Now that we have created a counter variable, we can ask times to generate code that stores the result in our variable. As with the code function we are currently implementing, the code function of times requires two parameters: a CodeGen instance, and a CodeResult instance. For the CodeGen instance, we can simply forward the one we received, as we want times to place its generated code there. We do, however, need to create a new CodeResult for the second parameter to instruct times to place the result in the variable we just created. Luckily there is a constructor that does exactly that:

times.code(gen, CodeResult(named{Nat}, counter));

If we print the CodeGen after the added lines, we will now see an output similar to this:

Running on: any
Current block: Block1
Block 0 {
    Block 1 {
          0: size 04(04) free never using <none>
    }
}
Dirty registers: 
                     | prolog
                     | location /home/storm/extension/test.bs(38-70)
                     | begin Block1
                     | mov i[Var0], i5

We can see that our created variable is present inside block 1 (the line "0: size 04(04)..."), and that a new mov instruction has been added to the listing that loads the value 5 into our variable, Var0.

The next step is to emit the label loopStart. Since it does not exist yet, we must first create it by calling gen.l.label(). We can then append it to the listing using the << operator:

Label loopStart = gen.l.label();
gen.l << loopStart;

After adding the label, we can add the cmp and the jmp instructions in the same way. The jmp instruction needs to refer to the label loopEnd, so we have to create that as well. Note that we do not add it to the listing yet, since we want it to point to a later position in the code.

Label loopEnd = gen.l.label();
gen.l << cmp(counter.v, natConst(0));
gen.l << jmp(loopEnd, CondFlag:ifEqual);

The natConst function is used to "convert" a regular number into an Operand that can be used in the intermediate language. This conversion is explicit since the intermediate language needs to know the size of the literal values. Here we state that explicitly since we call natConst as opposed to wordConst or ptrConst.

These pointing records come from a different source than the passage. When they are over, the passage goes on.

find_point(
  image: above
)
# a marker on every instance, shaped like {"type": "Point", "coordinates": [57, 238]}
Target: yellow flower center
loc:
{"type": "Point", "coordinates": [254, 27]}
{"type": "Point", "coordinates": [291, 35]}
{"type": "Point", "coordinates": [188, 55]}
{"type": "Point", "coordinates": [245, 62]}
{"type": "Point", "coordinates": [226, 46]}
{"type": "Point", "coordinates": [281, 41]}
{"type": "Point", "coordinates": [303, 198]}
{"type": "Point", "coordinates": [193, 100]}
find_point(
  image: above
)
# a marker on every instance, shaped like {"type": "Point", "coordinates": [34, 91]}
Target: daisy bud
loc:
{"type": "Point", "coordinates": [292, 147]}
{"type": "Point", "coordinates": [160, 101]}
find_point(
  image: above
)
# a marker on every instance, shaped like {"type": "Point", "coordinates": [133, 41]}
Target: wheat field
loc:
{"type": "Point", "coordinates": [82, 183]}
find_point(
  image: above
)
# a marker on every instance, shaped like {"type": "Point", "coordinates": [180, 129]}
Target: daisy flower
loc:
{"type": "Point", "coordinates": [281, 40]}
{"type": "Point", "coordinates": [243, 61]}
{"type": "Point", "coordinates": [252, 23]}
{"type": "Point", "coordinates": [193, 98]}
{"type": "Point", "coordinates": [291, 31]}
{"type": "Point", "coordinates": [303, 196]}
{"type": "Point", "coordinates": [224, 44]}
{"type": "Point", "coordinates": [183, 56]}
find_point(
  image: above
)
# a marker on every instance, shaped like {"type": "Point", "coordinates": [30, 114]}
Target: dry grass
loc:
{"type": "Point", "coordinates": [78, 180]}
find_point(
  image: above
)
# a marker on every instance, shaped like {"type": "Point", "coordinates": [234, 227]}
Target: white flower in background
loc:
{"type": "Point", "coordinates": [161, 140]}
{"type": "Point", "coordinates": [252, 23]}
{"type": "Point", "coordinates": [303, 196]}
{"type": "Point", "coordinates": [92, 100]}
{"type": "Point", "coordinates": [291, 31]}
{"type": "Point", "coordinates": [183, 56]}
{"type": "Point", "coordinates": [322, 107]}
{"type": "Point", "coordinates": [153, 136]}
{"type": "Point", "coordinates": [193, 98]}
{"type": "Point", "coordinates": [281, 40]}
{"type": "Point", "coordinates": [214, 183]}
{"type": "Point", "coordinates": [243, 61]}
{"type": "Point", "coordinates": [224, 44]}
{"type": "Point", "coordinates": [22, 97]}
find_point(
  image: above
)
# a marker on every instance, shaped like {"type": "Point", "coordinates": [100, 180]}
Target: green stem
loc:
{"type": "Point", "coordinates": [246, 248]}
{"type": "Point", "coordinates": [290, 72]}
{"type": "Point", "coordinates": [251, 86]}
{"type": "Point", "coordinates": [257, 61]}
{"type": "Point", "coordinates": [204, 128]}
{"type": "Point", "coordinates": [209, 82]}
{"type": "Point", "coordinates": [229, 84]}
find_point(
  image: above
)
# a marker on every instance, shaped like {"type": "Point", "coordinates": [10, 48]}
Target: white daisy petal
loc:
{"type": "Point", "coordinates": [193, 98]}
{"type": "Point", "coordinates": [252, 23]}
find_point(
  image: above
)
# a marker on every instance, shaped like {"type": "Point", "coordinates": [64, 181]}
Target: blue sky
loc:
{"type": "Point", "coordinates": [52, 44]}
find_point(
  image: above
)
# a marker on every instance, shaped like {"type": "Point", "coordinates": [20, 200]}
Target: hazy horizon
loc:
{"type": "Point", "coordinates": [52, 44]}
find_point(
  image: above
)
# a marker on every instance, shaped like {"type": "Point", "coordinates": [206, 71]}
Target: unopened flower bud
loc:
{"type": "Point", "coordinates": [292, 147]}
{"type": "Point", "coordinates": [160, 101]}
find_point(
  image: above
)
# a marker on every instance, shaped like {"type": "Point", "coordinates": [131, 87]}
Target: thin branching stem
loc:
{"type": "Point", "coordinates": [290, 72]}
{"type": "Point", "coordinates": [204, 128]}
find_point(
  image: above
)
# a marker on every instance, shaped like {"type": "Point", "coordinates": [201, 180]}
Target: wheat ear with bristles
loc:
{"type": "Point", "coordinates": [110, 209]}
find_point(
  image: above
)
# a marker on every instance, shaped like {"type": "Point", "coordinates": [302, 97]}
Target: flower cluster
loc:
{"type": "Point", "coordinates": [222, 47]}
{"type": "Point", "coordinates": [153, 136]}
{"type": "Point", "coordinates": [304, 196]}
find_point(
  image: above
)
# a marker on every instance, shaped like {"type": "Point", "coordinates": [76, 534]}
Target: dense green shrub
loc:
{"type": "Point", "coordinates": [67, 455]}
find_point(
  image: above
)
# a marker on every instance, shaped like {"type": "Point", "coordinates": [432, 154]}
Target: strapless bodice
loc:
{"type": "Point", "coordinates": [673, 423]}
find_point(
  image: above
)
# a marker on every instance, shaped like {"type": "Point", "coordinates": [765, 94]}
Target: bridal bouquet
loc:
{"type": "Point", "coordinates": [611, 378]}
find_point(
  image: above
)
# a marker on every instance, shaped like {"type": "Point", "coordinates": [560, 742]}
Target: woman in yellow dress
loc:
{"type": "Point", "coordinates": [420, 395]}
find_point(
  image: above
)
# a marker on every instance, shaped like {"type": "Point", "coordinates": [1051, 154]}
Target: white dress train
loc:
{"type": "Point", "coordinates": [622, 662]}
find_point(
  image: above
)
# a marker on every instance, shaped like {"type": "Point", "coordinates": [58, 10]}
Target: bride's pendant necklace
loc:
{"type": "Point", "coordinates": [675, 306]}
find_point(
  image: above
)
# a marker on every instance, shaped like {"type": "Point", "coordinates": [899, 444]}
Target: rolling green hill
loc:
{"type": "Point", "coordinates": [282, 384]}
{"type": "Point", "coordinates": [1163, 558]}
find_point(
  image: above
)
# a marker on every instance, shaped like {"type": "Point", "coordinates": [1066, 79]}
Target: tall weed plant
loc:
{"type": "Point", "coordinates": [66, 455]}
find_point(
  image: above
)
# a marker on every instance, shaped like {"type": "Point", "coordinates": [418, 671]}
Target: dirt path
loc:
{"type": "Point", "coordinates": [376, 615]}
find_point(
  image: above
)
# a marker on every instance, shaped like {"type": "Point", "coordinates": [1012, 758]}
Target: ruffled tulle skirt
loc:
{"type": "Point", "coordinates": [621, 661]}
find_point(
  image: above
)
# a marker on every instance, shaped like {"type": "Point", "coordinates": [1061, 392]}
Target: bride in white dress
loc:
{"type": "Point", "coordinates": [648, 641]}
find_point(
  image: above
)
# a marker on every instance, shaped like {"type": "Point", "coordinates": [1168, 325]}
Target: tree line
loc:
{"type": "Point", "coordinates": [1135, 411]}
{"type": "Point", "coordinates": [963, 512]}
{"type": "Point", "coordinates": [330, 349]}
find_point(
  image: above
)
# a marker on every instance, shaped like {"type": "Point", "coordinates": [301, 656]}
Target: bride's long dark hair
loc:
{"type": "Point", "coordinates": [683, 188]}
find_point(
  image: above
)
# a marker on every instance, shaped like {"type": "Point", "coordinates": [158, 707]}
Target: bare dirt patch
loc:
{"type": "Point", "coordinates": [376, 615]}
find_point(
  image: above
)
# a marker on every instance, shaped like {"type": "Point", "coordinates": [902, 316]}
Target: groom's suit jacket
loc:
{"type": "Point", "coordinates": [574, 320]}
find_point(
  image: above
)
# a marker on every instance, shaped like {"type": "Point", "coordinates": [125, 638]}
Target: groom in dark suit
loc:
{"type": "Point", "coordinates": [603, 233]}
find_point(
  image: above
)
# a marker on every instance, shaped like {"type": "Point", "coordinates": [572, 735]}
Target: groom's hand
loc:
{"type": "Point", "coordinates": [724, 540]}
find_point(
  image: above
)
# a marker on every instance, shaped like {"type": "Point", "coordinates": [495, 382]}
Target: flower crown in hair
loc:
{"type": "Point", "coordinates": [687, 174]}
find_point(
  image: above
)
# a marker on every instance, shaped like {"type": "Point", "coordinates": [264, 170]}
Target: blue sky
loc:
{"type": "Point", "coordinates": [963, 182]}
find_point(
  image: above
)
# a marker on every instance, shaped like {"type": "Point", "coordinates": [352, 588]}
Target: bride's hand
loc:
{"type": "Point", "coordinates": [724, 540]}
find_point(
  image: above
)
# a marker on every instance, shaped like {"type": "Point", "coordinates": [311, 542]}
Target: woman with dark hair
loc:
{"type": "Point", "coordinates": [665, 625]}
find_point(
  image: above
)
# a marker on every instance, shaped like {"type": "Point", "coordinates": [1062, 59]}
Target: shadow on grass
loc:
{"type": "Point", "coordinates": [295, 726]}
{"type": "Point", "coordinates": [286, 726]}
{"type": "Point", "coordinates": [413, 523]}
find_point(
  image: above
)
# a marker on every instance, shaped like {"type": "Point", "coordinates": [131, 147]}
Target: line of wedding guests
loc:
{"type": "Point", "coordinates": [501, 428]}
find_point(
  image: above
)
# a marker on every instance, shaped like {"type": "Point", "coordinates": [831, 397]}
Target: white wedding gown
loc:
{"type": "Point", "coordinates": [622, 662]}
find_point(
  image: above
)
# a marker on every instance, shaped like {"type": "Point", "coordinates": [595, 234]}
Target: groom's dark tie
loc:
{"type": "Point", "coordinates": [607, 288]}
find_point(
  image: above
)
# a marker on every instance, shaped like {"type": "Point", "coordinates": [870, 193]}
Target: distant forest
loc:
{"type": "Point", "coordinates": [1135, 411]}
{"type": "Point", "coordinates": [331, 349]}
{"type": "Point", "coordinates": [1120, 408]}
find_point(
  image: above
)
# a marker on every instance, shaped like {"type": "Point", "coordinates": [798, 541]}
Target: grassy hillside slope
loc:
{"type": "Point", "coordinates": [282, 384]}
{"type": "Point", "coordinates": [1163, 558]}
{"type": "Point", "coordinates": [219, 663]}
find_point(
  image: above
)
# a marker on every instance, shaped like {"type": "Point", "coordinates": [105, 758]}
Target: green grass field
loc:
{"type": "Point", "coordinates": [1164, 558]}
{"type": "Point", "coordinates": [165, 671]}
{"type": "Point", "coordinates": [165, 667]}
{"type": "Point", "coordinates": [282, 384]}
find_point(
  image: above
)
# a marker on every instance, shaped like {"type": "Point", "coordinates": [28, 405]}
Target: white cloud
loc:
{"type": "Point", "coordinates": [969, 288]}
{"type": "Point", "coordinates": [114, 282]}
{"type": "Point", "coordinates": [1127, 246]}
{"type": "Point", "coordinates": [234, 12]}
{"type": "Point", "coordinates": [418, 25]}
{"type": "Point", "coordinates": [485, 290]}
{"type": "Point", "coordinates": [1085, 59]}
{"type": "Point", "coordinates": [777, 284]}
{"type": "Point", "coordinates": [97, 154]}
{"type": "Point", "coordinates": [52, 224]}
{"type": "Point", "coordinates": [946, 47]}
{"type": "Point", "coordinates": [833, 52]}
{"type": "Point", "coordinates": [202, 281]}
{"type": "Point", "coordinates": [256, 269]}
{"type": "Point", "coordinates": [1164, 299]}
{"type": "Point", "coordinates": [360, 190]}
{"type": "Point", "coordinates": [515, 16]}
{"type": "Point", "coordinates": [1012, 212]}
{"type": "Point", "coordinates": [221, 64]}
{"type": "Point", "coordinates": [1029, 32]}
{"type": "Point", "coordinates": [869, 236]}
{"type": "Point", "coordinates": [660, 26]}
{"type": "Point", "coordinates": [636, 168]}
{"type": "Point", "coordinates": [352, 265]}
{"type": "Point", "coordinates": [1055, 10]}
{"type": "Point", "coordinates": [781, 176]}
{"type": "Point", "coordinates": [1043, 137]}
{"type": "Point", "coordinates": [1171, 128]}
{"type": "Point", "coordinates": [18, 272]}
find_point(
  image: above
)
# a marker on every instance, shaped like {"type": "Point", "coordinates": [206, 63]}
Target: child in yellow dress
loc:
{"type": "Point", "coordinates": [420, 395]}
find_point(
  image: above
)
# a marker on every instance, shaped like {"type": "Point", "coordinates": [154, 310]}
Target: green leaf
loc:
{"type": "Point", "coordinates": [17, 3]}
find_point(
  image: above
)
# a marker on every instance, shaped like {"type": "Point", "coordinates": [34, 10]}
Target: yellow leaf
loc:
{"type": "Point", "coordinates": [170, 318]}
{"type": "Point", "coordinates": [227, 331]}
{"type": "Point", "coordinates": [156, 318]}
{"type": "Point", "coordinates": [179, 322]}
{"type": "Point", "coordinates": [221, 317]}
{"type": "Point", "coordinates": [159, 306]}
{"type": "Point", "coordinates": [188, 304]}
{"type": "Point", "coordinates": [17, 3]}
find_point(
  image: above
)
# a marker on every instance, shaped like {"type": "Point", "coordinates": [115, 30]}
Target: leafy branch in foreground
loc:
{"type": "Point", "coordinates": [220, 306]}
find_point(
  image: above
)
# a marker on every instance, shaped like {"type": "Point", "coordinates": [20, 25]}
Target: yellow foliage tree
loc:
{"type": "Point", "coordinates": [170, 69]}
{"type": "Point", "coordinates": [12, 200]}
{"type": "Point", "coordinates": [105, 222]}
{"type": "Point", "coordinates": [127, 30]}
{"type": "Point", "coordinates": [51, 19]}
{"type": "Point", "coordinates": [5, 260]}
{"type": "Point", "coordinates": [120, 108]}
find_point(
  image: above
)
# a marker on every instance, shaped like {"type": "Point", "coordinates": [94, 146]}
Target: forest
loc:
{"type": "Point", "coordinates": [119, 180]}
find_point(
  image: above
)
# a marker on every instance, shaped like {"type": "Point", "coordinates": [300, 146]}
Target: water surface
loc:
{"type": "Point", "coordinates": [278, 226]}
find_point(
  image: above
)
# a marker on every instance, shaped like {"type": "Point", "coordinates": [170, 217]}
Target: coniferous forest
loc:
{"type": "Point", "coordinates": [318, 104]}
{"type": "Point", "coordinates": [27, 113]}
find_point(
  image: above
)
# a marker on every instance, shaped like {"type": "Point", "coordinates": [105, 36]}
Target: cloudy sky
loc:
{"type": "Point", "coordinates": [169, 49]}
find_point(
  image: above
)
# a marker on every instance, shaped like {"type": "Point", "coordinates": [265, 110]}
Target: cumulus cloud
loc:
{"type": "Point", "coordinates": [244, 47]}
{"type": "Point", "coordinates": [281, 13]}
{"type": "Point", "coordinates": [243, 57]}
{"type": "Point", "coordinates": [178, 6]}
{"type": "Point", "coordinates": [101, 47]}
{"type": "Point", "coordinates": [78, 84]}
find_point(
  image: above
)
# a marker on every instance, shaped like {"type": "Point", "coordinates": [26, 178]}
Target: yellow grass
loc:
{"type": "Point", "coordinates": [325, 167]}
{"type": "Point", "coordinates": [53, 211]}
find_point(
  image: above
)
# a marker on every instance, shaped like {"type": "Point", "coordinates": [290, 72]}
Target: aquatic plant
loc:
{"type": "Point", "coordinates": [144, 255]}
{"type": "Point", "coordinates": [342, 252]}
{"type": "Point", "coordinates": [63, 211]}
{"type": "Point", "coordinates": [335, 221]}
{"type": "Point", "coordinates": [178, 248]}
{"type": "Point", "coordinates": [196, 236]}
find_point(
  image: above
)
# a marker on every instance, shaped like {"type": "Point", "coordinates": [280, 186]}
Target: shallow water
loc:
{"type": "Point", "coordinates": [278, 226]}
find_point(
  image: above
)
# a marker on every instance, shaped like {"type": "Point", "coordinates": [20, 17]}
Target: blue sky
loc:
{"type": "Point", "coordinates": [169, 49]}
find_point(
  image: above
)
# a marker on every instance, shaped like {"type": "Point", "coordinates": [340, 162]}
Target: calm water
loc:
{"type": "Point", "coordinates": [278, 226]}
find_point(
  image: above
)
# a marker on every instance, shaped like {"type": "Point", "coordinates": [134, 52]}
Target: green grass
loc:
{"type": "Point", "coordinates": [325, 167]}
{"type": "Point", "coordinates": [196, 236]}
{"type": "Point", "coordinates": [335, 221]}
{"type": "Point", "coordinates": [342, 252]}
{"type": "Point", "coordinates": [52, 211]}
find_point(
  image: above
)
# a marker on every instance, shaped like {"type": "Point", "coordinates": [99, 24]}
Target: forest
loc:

If we run the program now, we can verify that we emitted the code we wanted:

Running on: any
Current block: Block1
Block 0 {
    Block 1 {
          0: size 04(04) free never using <none>
    }
}
Dirty registers: 
                     | prolog
                     | location /home/storm/extension/test.bs(38-70)
                     | begin Block1
                     | mov i[Var0], i5
1: 
                     | cmp i[Var0], i0
                     | jmp pLabel2, equal

Here, we can see that the label loopStart got the index 1 in the listing, and loopEnd got the index 2. However, we have not yet defined where label 2 should point to, so if we pass 0 to the repeat statement now, it will likely crash the system.

The next step is to emit the body of the loop. Again, we can do this by calling the code member of body. Since we do not worry about the result of body, we do not have to create any variables to store the result in. We can simply tell it that we are not interested in the variable by passing a default-constructed CodeResult object:

body.code(gen, CodeResult());

If we run the program at this point, we will see a single Hello being printed, which is promising. If we print the CodeGen object again, we can see that the print statement generated quite a bit of code. This is because the print function is bound to the Compiler thread, and Storm must therefore generate code to send a message to the Compiler thread. If you mark the main function to run on the Compiler thread, you will see that much less code is generated.

Now, we only need to generate the end of the loop that decrements the counter and jumps back to the start of the loop:

gen.l << sub(counter.v, natConst(1));
gen.l << jmp(loopStart);
gen.l << loopEnd;

With this, we have emitted all code required for our repeat syntax. You can verify the code by printing it and running it. Note, however, that the loopEnd variable will not be visible until another instruction is added to the listing. If you wish to verify, you can add a nop instruction (gen.l << nop).